Jasper Jr. called out something nasty as we rode by, but I was surprised when Lice Peeking braked the bicycle and spun around. I told him to forget about it, just keep going, but he was mad. He pedaled straight up to Jasper Jr. and Bull, blocking their path.
“What was that you just said, boy?” Lice Peeking demanded.
“I wasn’t talkin’ to you,” Jasper Jr. mumbled.
“He was talking to me. Honest,” I said to Lice Peeking. I didn’t want any trouble right there on the main highway, where everybody could see us.
But Lice Peeking didn’t let up.
“Sounds like you got your daddy’s potty mouth,” he said to Jasper Jr. “Keep it up, you’ll need a whole new setta choppers before you’re eighteen.”
Bull said, “Come on, Lice, he didn’t mean nothin’. That’s the truth.”
“Shut up, Bull,” said Lice Peeking. “You wouldn’t know the truth if it stung you on the butt. Now, Jasper, how ‘bout you apologize to me and my friend?”
I could have gone my whole entire life without Lice Peeking calling me his “friend.” On the inside I was cringing.
Jasper Jr. shot me a vicious glare. Then he turned sulky and looked down at his feet.
“I’m waitin’, boy,” said Lice Peeking.
“I’ll ’polgize to you,” Jasper Jr. said finally, “but not to him.”

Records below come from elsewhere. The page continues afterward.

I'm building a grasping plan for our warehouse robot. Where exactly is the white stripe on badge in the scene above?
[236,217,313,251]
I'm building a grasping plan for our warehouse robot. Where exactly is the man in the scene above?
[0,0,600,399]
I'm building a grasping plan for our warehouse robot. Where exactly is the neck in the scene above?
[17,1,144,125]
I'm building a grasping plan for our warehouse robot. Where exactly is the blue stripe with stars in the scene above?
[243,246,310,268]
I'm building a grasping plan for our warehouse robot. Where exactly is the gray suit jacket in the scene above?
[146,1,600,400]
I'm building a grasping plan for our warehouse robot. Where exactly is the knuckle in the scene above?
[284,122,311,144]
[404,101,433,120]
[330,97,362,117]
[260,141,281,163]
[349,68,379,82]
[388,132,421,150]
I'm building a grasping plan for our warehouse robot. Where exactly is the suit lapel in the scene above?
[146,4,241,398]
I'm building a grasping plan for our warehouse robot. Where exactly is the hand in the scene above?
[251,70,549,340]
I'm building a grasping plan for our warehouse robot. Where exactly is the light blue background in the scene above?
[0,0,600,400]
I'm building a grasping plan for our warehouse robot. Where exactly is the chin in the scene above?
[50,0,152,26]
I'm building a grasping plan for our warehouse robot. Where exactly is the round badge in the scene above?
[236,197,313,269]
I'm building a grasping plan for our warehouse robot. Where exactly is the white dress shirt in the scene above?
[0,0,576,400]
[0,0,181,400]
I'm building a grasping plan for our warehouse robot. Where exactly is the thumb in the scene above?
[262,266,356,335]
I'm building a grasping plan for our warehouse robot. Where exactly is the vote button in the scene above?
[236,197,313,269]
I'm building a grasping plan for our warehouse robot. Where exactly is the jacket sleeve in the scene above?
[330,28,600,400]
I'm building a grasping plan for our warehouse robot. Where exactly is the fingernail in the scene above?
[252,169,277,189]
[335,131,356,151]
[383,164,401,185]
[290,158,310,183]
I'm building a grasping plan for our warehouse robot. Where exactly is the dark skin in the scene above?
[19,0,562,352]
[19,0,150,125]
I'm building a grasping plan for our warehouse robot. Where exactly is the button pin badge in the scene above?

He jerked his grimy chin toward me.
Bull blurted, “Underwood’s old man sunk Jasper’s pappy’s boat!”
“Like I care,” Lice Peeking said.
He placed one boot on the rim of the wheelbarrow and gave a push. It turned over sideways, toppling the outboard motor with a crunch onto the hard asphalt. A gush of oily gray fluid spilled from the cracked cowling.
Bull groaned. Jasper Jr.’s jaw fell open.

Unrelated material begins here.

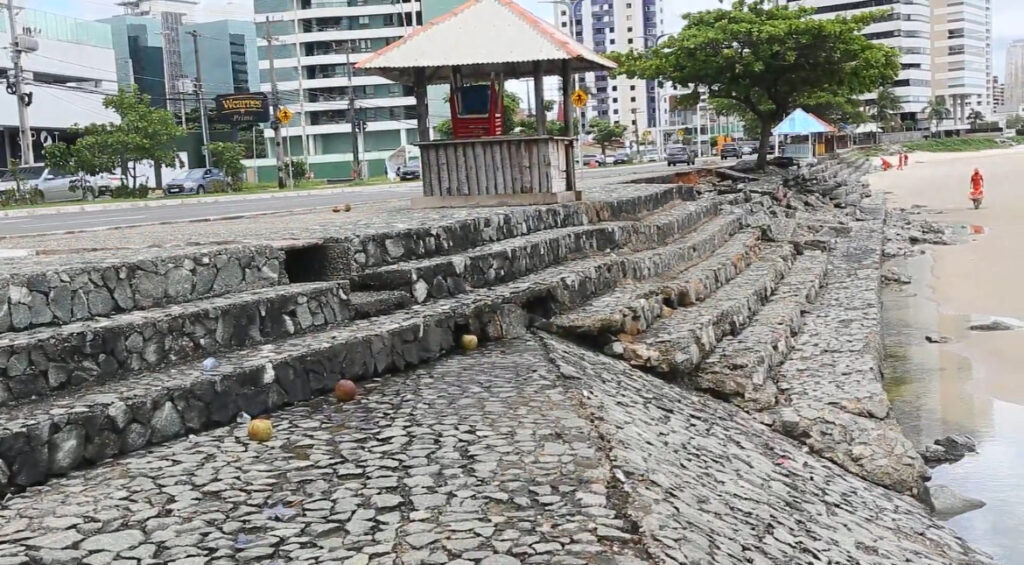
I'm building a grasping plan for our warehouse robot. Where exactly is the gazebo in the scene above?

“Don’t call people names,” Lice Peeking said. “It ain’t polite.”
Then we rode away.
That night, after dinner, Mom put on a CD by a singer named Sheryl Crow. One of the songs was called “My Favorite Mistake,” and my mother liked to joke that she could have written it herself—about my dad.
This time, though, she didn’t smile when the song came on.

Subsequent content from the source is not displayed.